With that said, other STDs remain serious issues in Delaware as well. For example, it saw an estimated 127 diagnoses of HIV in 2013, which is bad but not as bad as some of the other states out there, as shown by how it placed 35th out of 50 states in the sheer number of HIV diagnoses. Furthermore, the state seems to have a serious problem with both primary and secondary syphilis with 5.7 cases per 100,000 people, which is enough to put it at 12th out of 50 states.
Finally, it should be noted that Hepatitis A, B, and C remain one of the biggest threats to residents seeing as how chronic Hepatitis B and C were responsible for an astonishing 50 percent of chronic liver disease, which has been established as one of the leading causes of death in not just in the state but across the nation.
The Diamond State is not perfect when it comes to providing sexual health education to its residents. This can be seen in how a CDC source mentioned 59 percent of high school students having had sex but no more than 58.7 percent of said individuals claiming the use of a condom on the last occasion that they had sex in 2013, which is rather concerning to say the least. Such laxity could explain STD statistics such as 21 percent of new HIV diagnoses happening in young women and adolescent girls.
However, it is important to note that the state’s Department of Education takes such issues seriously, as shown by their plans to reduce both STD rates and teenage pregnancy rates in the region.
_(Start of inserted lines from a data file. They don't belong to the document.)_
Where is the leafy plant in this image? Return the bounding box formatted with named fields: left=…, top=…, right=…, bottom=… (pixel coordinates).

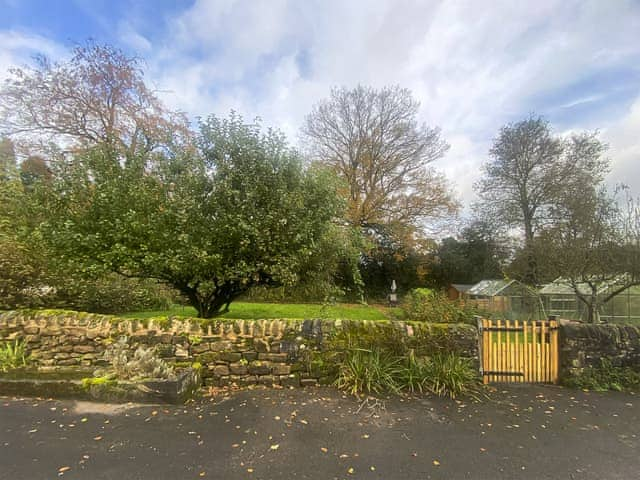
left=103, top=337, right=175, bottom=381
left=564, top=359, right=640, bottom=392
left=402, top=288, right=479, bottom=324
left=0, top=338, right=30, bottom=372
left=335, top=349, right=401, bottom=396
left=422, top=353, right=479, bottom=399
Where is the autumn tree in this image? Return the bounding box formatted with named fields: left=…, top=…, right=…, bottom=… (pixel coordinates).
left=0, top=42, right=189, bottom=156
left=43, top=114, right=344, bottom=318
left=303, top=85, right=457, bottom=234
left=475, top=116, right=608, bottom=285
left=303, top=85, right=457, bottom=295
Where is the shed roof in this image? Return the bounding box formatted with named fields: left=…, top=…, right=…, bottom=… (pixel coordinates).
left=450, top=283, right=474, bottom=293
left=467, top=279, right=514, bottom=297
left=539, top=277, right=628, bottom=296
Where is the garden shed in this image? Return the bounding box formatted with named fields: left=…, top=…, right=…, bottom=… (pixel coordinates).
left=466, top=279, right=540, bottom=319
left=447, top=283, right=473, bottom=301
left=539, top=280, right=640, bottom=323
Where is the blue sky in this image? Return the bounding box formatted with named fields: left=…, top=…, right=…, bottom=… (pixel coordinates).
left=1, top=0, right=639, bottom=204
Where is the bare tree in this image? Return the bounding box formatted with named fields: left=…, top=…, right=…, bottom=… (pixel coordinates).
left=475, top=116, right=608, bottom=284
left=0, top=42, right=189, bottom=157
left=302, top=85, right=457, bottom=234
left=542, top=187, right=640, bottom=323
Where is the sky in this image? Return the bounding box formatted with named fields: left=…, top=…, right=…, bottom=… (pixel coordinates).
left=1, top=0, right=639, bottom=210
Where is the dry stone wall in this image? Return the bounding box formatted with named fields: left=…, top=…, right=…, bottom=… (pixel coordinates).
left=559, top=320, right=640, bottom=379
left=0, top=310, right=479, bottom=388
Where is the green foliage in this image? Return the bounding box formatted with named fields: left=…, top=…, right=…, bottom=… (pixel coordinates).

In brief, it has been pushing a comprehensive sexual health education program that is based on evidence rather than other considerations, which has been combined with the provision of other forms of support from other stakeholders such as clinics, nonprofits, and even communities.
By making sure that residents have the knowledge that they need to protect their sexual health, convenient access to the tools and supplies that they need to protect their sexual health, plus the support of the people around them, it is clear that the Department of Education has solid intentions in regards to the sexual health of the state’s residents.
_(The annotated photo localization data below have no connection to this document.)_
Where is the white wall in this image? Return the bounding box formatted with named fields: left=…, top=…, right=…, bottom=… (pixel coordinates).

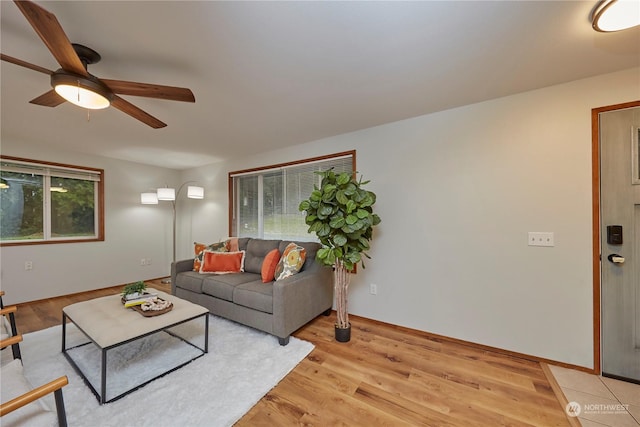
left=185, top=67, right=639, bottom=369
left=2, top=68, right=638, bottom=368
left=0, top=146, right=181, bottom=304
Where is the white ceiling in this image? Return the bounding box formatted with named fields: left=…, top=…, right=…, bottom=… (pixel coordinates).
left=1, top=1, right=639, bottom=170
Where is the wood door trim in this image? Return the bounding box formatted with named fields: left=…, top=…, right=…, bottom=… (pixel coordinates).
left=591, top=100, right=640, bottom=375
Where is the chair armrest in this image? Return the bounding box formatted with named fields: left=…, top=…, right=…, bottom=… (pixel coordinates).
left=171, top=259, right=195, bottom=294
left=0, top=306, right=17, bottom=317
left=0, top=376, right=68, bottom=417
left=0, top=334, right=22, bottom=350
left=0, top=308, right=21, bottom=359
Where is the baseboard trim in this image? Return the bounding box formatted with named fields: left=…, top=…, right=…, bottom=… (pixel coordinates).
left=346, top=312, right=597, bottom=375
left=13, top=277, right=167, bottom=309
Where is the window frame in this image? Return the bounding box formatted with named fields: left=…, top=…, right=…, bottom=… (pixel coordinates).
left=228, top=150, right=356, bottom=238
left=0, top=155, right=105, bottom=246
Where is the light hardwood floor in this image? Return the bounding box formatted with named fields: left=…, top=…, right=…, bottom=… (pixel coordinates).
left=13, top=280, right=572, bottom=426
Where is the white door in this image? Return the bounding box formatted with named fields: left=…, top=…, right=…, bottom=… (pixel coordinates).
left=600, top=106, right=640, bottom=383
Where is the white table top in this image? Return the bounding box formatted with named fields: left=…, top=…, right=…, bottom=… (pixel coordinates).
left=63, top=288, right=208, bottom=348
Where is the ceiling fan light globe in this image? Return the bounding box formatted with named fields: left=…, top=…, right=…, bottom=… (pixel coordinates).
left=592, top=0, right=640, bottom=32
left=51, top=71, right=113, bottom=110
left=54, top=84, right=110, bottom=109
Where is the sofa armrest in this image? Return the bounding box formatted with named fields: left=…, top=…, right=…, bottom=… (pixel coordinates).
left=171, top=259, right=195, bottom=295
left=272, top=261, right=333, bottom=338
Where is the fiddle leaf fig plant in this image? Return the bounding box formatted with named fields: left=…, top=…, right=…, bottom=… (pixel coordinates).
left=299, top=169, right=381, bottom=333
The state’s demographics have changed little in recent times. For example, its population is believed to have seen a small increase from close to 936,000 people in 2014 to close to 946,000 people in 2015. Likewise, its racial makeup had 70.4 percent White, 22.4 percent Black, 9 percent Hispanic, 3.9 percent Asian, and 2.5 percent mixed race in 2015, which is not that far off from 68.9 percent White, 21.4 percent Black, 8.2 percent Hispanic, 3.2 percent Asian, and 2.7 percent mixed race in 2010.
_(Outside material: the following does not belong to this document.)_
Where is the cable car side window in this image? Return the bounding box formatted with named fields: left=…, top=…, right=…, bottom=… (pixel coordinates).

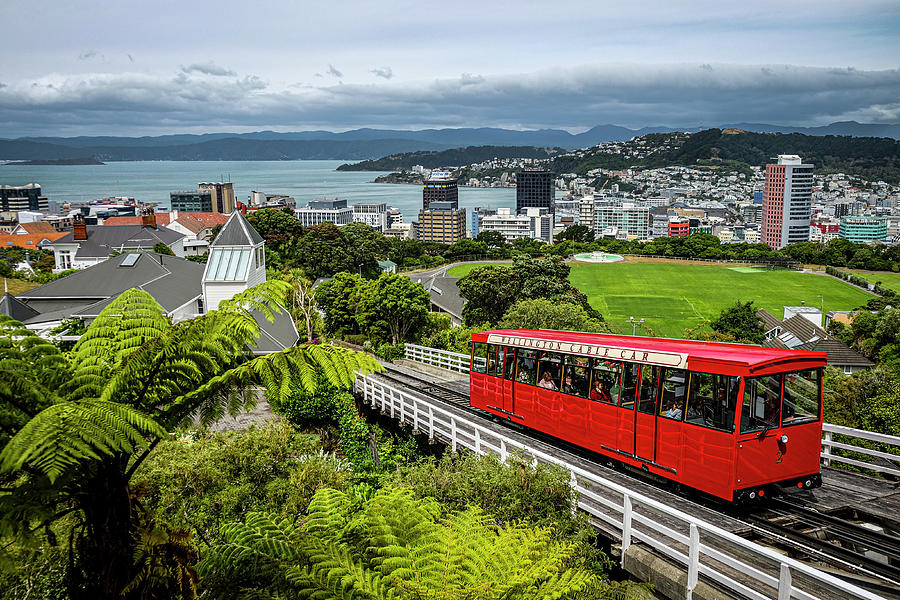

However, it is interesting to note that the state had a somewhat lower than average percentage of its population under the age of 18 at 21.6 percent, which is matched by a somewhat higher than average percentage of its population above the age of 65 at 17 percent.
Regardless, considering the challenges that the state is facing in regards to STDs, it is clear that no segment of the population is immune from the threat of STDs. This is particularly true because it is no exempt from nation-wide trends in this regard, with an excellent example being how STDs are becoming more and more common in seniors because of better health combined with improved access to the right pharmaceuticals. Considering how the state has a bigger than average population of seniors, it is no wonder that it has been putting time and effort into reminding its older residents of the risk of STDs in much the same manner that it has been putting the same resources into informing their younger counterparts.
Summed up, it is clear that STDs are a serious threat to human health and happiness in Delaware. However, the state has recognized this problem, meaning that it is serious about making more resources available to those of its residents interested in protecting themselves from this threat. As a result, interested individuals should make sure to inform themselves about both STDs and ways to protect themselves from STDs, which should provide them with the best chances of becoming infected themselves. With that said, they also need to remember that even the best precautions can fail from time to time, which is why they should also make sure that they are aware of the clinics and other resources that are available to them in their communities so that they can keep a close eye on their sexual health as needed.